I haven't been scammed and may never be, but my 18 month plus custody is my "scam ". Forgiveness is HARD, buy no means is it over night. I'm finally at the point where it doesn't consume me 24/7 or paralyze me. I know feel bad for my ex, my heart is broken for my daughter who can't defend herself and is the real victim here.
I've realized that sometimes forgiveness is every day and even multiple times a day, hope steps in and the other person fails your expectations of what you hoped for. I've had to focus on what I've learned and will learn.
Kim, you didn't lie to your children, you were put in a position as well as your family where someone used their agency and promises weren't. k ept because of their agency not yours.

I've been reading Self Forgiveness, by Wendy Ulrich. It's amazing how it's actually almost as hard if not harder to forgive yourself.

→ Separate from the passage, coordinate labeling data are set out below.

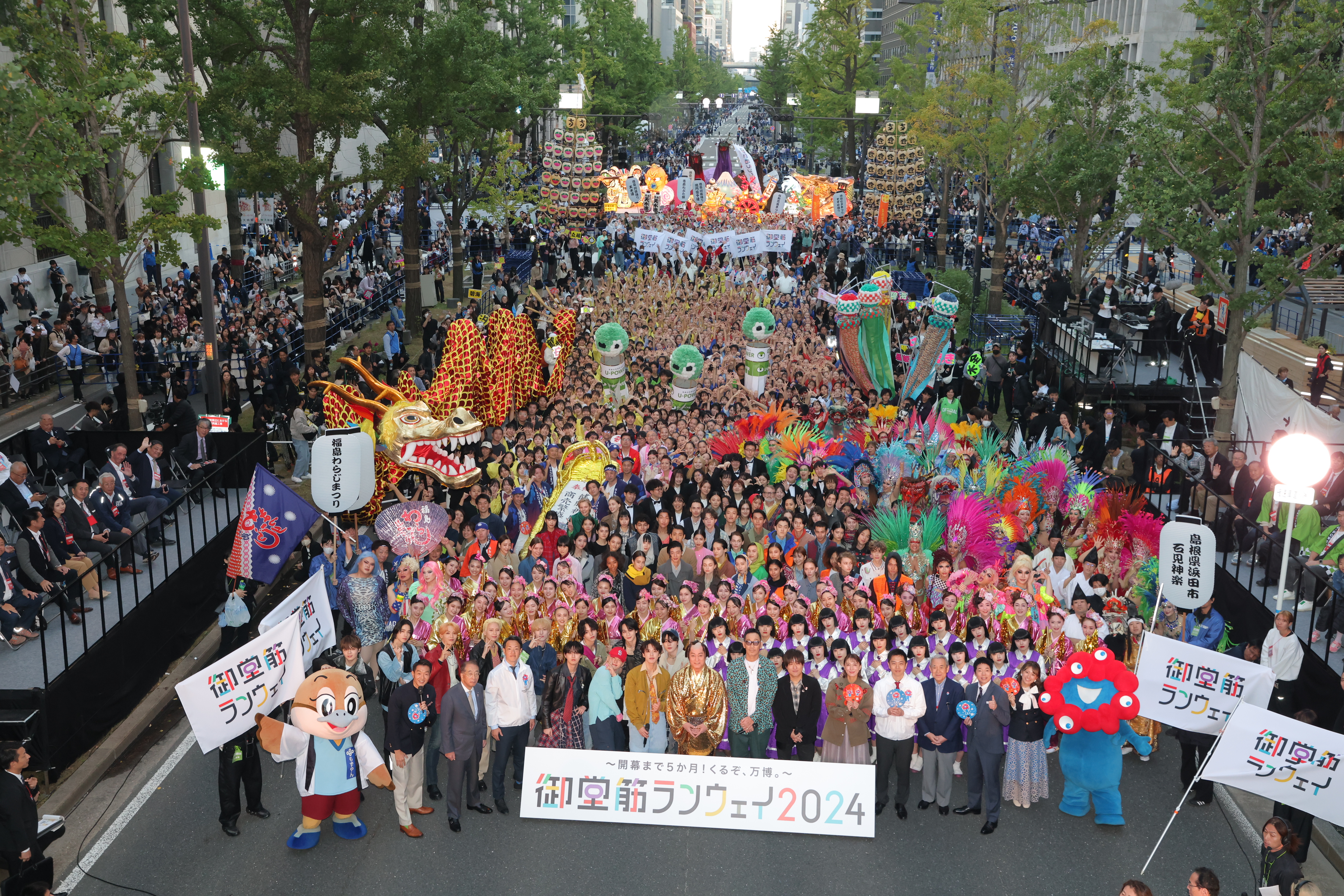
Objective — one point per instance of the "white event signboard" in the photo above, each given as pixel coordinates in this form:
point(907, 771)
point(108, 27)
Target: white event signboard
point(1194, 688)
point(699, 792)
point(224, 699)
point(316, 628)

There's a quote in it I love,
" forgiving and being reconciled are not pretending that things are other then they are. It is not putting one another on the back and turning a blind eye to the wrong. .....forgiveness. .......means taking what happened seriously and not minimizing it; drawing out the sting in the memory that threatens to poison our entire existence. It involves trying to understand the perpetrators and so have empathy, to try to stand in their shoes and appreciate the sort of pressures and influences that might have conditioned them. "

Desmond Tutu

Thanks for letting me share

marisa said...

I think you could sell movie rights. I'm so sorry you had to go through that, thank goodness you are strong enough to move past it!

Nishant said...

You are amazing, beautiful and so, so strong.